|cast: Craig Warnock, David Rappaport, John Cleese, Sean Connery, Ian Holm, and David Warner
director: Terry Gilliam
106 minutes (PG) 1981
Time Bandits, despite being over 20 years old, has hardly aged. Yes, the computer graphics and fashions have dated, but the film is still fresh, imaginative, and as wonderful as it was all those years before.
It is one of those curious beasts, which appeals to both children and adults: it has no bad language or nudity, so Great Aunt Maude could watch it comfortably, and it also doesn’t patronise children: the main character, Kevin (played by Craig Warnock, who seemed to disappear from acting, which is a shame), is portrayed as quite possibly more intelligent than his parents. It is essentially a Grimms’ fairytale, but given a modern day setting, and is second only to Brazil when it comes to an incredibly bleak and downbeat ending (which isn’t surprising considering both films are directed by the superb Gilliam).
The film’s central premise, which was thrashed out by writers Gilliam and Palin in Gilliam’s kitchen (as stated in the informal and informative interview with the two men on the disc), concerns the young Kevin – whose bedroom wardrobe is a gateway to another dimension (a hint of C.S. Lewis, there) and from that wardrobe the Time Bandits emerge – a group of dwarfs, led by the enigmatic Randall (David Rapparport) – who worked for the Supreme Being (Ralph Richardson) and decided to ‘borrow’ the Star Map (which detailed all the interconnecting points in the Universe) for some old fashioned plundering.
Kevin inadvertently teams up with these bandits, who are not only pursued by the Supreme Being, but also the Evil One (David Warner, wearing the very Giger-esque headpiece and quite possible the best devil on screen). Encompassing a journey from ancient Greece, onboard the Titanic, and ending in an unexplained fabled land of giants, Gilliam crams the running time with plenty of laughs, knowing nods, wonderful characterisations and performances, and into a film for all the family to enjoy.

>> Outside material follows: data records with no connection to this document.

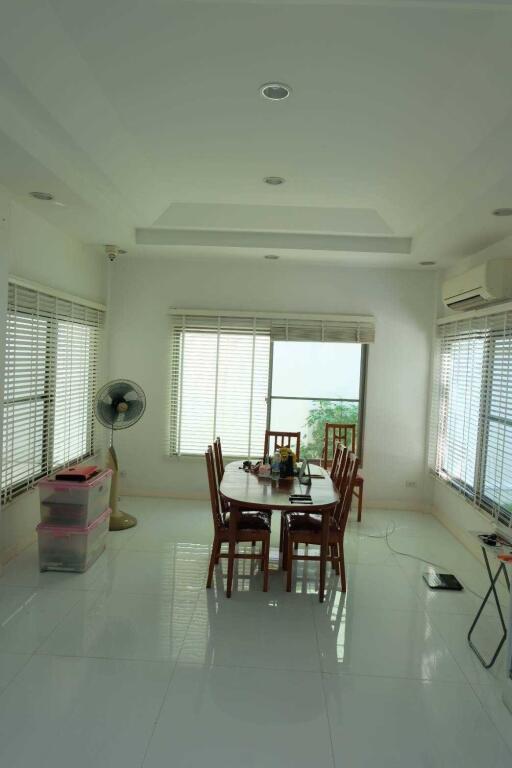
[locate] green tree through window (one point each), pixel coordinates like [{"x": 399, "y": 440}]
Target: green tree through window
[{"x": 326, "y": 411}]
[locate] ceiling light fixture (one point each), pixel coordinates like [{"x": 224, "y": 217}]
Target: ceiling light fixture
[
  {"x": 275, "y": 91},
  {"x": 502, "y": 212},
  {"x": 42, "y": 195}
]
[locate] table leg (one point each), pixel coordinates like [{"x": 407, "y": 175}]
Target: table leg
[
  {"x": 234, "y": 513},
  {"x": 326, "y": 518},
  {"x": 492, "y": 590}
]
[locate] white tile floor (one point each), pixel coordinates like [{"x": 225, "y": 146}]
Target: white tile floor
[{"x": 135, "y": 664}]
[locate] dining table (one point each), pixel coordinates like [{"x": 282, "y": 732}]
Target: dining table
[{"x": 247, "y": 490}]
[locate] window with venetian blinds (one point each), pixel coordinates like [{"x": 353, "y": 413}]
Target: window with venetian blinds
[
  {"x": 472, "y": 449},
  {"x": 52, "y": 354},
  {"x": 220, "y": 365}
]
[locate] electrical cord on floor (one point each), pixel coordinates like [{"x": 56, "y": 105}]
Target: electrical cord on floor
[{"x": 389, "y": 531}]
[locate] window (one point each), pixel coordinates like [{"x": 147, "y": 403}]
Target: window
[
  {"x": 51, "y": 361},
  {"x": 313, "y": 383},
  {"x": 473, "y": 410},
  {"x": 220, "y": 371},
  {"x": 219, "y": 385}
]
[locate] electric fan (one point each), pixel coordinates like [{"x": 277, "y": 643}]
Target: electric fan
[{"x": 119, "y": 405}]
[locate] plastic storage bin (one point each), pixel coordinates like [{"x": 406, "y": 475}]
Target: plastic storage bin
[
  {"x": 72, "y": 503},
  {"x": 71, "y": 549}
]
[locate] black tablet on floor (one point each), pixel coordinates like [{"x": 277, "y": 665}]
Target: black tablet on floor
[{"x": 436, "y": 580}]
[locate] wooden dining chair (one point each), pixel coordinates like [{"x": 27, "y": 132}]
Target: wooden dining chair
[
  {"x": 346, "y": 434},
  {"x": 304, "y": 528},
  {"x": 252, "y": 526},
  {"x": 275, "y": 439}
]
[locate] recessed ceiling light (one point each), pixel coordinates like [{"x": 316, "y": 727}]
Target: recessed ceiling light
[
  {"x": 42, "y": 195},
  {"x": 275, "y": 91}
]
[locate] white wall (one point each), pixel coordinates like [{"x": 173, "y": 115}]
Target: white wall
[
  {"x": 403, "y": 303},
  {"x": 33, "y": 249}
]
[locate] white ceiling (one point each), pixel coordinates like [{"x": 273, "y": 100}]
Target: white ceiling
[{"x": 144, "y": 118}]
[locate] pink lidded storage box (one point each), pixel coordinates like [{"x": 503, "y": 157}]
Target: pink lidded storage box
[
  {"x": 72, "y": 503},
  {"x": 71, "y": 549}
]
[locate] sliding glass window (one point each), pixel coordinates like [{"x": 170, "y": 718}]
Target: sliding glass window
[
  {"x": 313, "y": 383},
  {"x": 473, "y": 411}
]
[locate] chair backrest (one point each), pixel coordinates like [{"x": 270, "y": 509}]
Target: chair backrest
[
  {"x": 337, "y": 433},
  {"x": 219, "y": 460},
  {"x": 275, "y": 438},
  {"x": 346, "y": 491},
  {"x": 339, "y": 463},
  {"x": 214, "y": 491}
]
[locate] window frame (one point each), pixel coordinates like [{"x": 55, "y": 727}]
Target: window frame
[
  {"x": 11, "y": 491},
  {"x": 361, "y": 400},
  {"x": 475, "y": 494}
]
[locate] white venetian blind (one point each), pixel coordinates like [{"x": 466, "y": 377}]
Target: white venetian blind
[
  {"x": 219, "y": 381},
  {"x": 220, "y": 372},
  {"x": 473, "y": 409},
  {"x": 52, "y": 355}
]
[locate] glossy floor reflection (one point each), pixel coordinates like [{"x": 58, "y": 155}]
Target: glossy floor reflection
[{"x": 135, "y": 664}]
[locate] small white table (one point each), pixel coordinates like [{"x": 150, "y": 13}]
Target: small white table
[{"x": 491, "y": 551}]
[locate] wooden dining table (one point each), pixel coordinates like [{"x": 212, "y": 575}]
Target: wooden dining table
[{"x": 252, "y": 491}]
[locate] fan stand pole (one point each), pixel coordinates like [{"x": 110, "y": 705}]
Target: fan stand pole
[{"x": 119, "y": 520}]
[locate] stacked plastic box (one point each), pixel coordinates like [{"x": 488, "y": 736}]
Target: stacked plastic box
[{"x": 74, "y": 522}]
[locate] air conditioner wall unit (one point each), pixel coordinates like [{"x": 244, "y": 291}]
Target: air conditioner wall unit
[{"x": 489, "y": 282}]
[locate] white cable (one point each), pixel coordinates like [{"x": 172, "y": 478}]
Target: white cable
[{"x": 389, "y": 531}]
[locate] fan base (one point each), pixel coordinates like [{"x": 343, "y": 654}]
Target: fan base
[{"x": 121, "y": 521}]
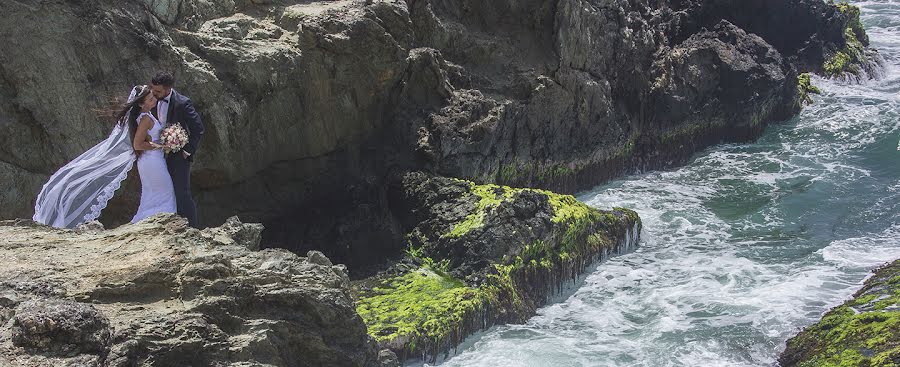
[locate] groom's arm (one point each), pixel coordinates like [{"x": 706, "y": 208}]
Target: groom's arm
[{"x": 194, "y": 125}]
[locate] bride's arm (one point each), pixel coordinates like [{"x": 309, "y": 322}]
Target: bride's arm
[{"x": 140, "y": 136}]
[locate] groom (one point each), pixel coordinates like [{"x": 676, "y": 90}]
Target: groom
[{"x": 174, "y": 108}]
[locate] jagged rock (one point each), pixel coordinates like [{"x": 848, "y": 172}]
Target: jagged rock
[
  {"x": 313, "y": 107},
  {"x": 480, "y": 255},
  {"x": 158, "y": 293},
  {"x": 861, "y": 332},
  {"x": 90, "y": 226},
  {"x": 387, "y": 358},
  {"x": 60, "y": 328},
  {"x": 233, "y": 232}
]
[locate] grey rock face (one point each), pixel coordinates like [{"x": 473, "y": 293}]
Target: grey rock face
[
  {"x": 160, "y": 294},
  {"x": 60, "y": 328},
  {"x": 312, "y": 108}
]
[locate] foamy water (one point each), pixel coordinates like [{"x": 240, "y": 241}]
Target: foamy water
[{"x": 742, "y": 247}]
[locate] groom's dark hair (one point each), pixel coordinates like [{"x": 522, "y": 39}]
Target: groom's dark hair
[{"x": 163, "y": 78}]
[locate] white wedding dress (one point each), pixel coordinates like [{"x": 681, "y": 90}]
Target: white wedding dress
[{"x": 157, "y": 191}]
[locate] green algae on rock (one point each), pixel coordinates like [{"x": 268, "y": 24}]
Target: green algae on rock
[
  {"x": 496, "y": 261},
  {"x": 864, "y": 331},
  {"x": 805, "y": 88}
]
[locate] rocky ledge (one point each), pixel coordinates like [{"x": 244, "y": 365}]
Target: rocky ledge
[
  {"x": 479, "y": 255},
  {"x": 160, "y": 294},
  {"x": 312, "y": 106},
  {"x": 864, "y": 331}
]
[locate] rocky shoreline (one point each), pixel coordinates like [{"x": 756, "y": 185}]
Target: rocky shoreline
[
  {"x": 481, "y": 255},
  {"x": 322, "y": 119},
  {"x": 864, "y": 331},
  {"x": 315, "y": 108},
  {"x": 159, "y": 293}
]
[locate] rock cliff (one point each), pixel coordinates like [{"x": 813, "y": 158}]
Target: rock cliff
[
  {"x": 313, "y": 107},
  {"x": 160, "y": 294}
]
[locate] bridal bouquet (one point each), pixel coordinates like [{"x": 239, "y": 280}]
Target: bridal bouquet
[{"x": 173, "y": 138}]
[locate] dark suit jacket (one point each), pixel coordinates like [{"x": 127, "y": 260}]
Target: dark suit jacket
[{"x": 182, "y": 111}]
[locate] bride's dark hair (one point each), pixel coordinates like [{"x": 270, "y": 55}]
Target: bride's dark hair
[{"x": 131, "y": 109}]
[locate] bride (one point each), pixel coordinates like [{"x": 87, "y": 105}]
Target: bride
[{"x": 79, "y": 191}]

Warner’s Evil One is decidedly scary, even for big kids; Richardson portrays the Supreme Being as a public school headmaster to a tee; Sean Connery is Sean Connery, even if he is playing Agamemnon; John Cleese’s portrayal of Robin Hood as a slightly condescending man is wonderful; and Ian Holm’s turn has a height-obsessed Napoleon holds his own against the other acting heavyweights in this film.
How George Harrison and Denis O’Brien (of Handmade Films) managed to acquire Connery or Richardson for this low-budget, silly film is quite beyond me, but they definitely add a touch of kudos to the production, and definitely elevates it, thus allowing more people to view Gilliam’s superb visual sense and imagination. The film has many wonderful design features, especially the Evil One’s lair made up of various pieces of toy paraphernalia from Kevin’s bedroom, which begs the question whether the film is purely a figment of his mind, or something else?
Overall, the film is a wonderful piece of cinematic fantasy, directed by a true visionary in Terry Gilliam. It is actually a great sister film to Brazil, with the basic similarity being the erosion of individualism and the rise of commercialism – the classic example being Kevin’s parents sitting on chairs covered in plastic sheeting, and glued to a television game show. This is a worthwhile purchase – more so if you’re a fan of Gilliam – but any fan of fantasy cinema should watch it.
On the DVD side, you get a pristine re-mastered 2:35.1 widescreen print and sound; a commentary from director Gilliam (with Craig Warnock); the aforementioned informative interview with Gilliam and Palin; a couple of trailers; a storyboard of a deleted scene, plus a few more bits and pieces.